Investigações descartam envolvimento em corrupção e apontam Márcio Corrêa como vítima de difamação
Em resposta às graves acusações, o prefeito acionou imediatamente a Procuradoria do Município, que registrou uma ocorrência na Polícia Civil

Polícia Civil de Goiás deflagrou a Operação Poder de Fachada, nessa quarta-feira (3), que resultou na execução de mandados de busca e apreensão contra Alexandro Pereira do Nascimento e Luis Guimarães, acusados de tráfico de influência. A operação veio à tona após a utilização indevida do nome do prefeito de Anápolis, Márcio Corrêa (PL), no que se reporta como um esquema de corrupção que visa manchar sua imagem.
As apurações indicam que não há qualquer indício de participação direta do prefeito no possível esquema. Em resposta às graves acusações, Márcio Corrêa imediatamente acionou a Procuradoria do Município, que registrou uma ocorrência na Polícia Civil e solicitou a abertura de uma investigação formal.

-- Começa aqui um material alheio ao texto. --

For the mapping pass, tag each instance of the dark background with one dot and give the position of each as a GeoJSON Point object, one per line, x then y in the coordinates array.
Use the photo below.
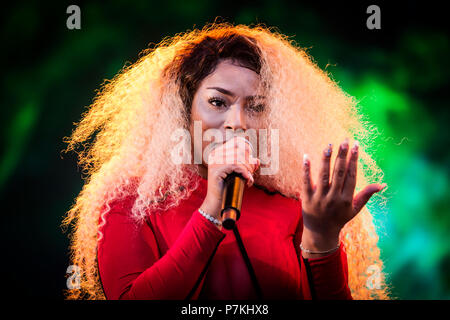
{"type": "Point", "coordinates": [400, 73]}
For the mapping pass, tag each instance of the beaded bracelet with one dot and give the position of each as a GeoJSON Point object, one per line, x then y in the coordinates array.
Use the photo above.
{"type": "Point", "coordinates": [207, 216]}
{"type": "Point", "coordinates": [319, 252]}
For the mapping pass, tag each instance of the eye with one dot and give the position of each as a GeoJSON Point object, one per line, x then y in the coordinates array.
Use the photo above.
{"type": "Point", "coordinates": [258, 108]}
{"type": "Point", "coordinates": [217, 102]}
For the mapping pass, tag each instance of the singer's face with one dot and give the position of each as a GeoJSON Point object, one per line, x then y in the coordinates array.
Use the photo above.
{"type": "Point", "coordinates": [227, 99]}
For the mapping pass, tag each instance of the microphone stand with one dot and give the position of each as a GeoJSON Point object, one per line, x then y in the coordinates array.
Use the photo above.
{"type": "Point", "coordinates": [231, 212]}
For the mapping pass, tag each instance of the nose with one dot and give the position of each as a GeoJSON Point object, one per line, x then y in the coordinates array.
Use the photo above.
{"type": "Point", "coordinates": [235, 118]}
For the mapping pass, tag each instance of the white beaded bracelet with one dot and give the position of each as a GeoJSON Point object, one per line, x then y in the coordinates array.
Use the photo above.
{"type": "Point", "coordinates": [207, 216]}
{"type": "Point", "coordinates": [319, 252]}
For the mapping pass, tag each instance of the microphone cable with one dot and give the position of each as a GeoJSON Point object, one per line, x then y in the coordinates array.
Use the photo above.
{"type": "Point", "coordinates": [251, 271]}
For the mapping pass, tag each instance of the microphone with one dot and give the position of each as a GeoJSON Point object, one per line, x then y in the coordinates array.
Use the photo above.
{"type": "Point", "coordinates": [233, 192]}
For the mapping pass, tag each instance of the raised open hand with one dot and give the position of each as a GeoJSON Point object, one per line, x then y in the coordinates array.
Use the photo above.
{"type": "Point", "coordinates": [329, 205]}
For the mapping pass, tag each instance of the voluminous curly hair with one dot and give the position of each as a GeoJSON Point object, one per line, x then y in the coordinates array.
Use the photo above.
{"type": "Point", "coordinates": [133, 117]}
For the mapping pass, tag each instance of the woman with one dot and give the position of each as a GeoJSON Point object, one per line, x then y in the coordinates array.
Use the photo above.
{"type": "Point", "coordinates": [149, 227]}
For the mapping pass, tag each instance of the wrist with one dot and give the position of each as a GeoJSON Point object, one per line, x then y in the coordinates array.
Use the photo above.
{"type": "Point", "coordinates": [317, 245]}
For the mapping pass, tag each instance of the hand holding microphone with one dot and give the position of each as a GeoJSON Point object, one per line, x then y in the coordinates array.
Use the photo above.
{"type": "Point", "coordinates": [226, 178]}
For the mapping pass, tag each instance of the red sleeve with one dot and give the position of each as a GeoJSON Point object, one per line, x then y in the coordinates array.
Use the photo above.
{"type": "Point", "coordinates": [324, 278]}
{"type": "Point", "coordinates": [129, 262]}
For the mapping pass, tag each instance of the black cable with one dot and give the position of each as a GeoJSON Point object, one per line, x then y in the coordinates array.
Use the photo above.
{"type": "Point", "coordinates": [248, 263]}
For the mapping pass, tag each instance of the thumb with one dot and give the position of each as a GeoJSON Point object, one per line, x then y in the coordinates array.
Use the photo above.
{"type": "Point", "coordinates": [364, 196]}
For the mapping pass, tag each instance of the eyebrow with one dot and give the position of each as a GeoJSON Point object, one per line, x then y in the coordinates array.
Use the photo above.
{"type": "Point", "coordinates": [229, 93]}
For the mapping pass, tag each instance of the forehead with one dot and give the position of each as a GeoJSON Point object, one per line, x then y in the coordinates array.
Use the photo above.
{"type": "Point", "coordinates": [232, 77]}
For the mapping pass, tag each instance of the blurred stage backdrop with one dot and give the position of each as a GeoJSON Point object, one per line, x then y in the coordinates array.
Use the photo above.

As denúncias surgiram em meio a uma alegação de cobrança de propina para a liberação do alvará de funcionamento da empresa Aurora da Amazônia Terminais e Serviços LTDA (Aurora AEDI).
O advogado da aurora deu maior visibilidade ao assunto ao afirmar em podcasts que a empresa foi abordada por um operador que se apresentou como representante do prefeito, solicitando a quantia de R$ 7 milhões para garantir a autorização de funcionamento da nova instalação do porto seco do Distrito Agroindustrial de Anápolis (Daia). A menção ao nome de Corrêa gerou uma ampla repercussão política e midiática, especialmente considerando que o prefeito assumiu o cargo há poucos meses.
As investigações conduzidas até o momento revelam que os indivíduos envolvidos não possuem quaisquer vínculos com o prefeito ou com membros de sua administração. Evidências sugerem que eles atuaram de forma independente, sem autorização ou contato prévio com autoridades da Prefeitura.
A continuidade das apurações é vital, pois há suspeitas de que as alegações constituem uma tentativa deliberada de difamação, com o objetivo de prejudicar a imagem do prefeito em um momento delicado de sua gestão. Fontes próximas ao caso afirmam que a inocência de Márcio Corrêa será provavelmente confirmada na conclusão do inquérito, que ainda está em andamento.
Caso comprovadas as irregularidades, os acusados poderão ser indiciados por tráfico de influência, crime que implica solicitar vantagens indevidas em nome de uma autoridade e prometer influenciar decisões do poder público. As penas para este crime variam de quatro a cinco anos de prisão, e as investigações devem ser concluídas em aproximadamente um mês.
Até o momento, a reportagem não conseguiu contato com os advogados dos investigados, mas o espaço permanece aberto para qualquer manifestação.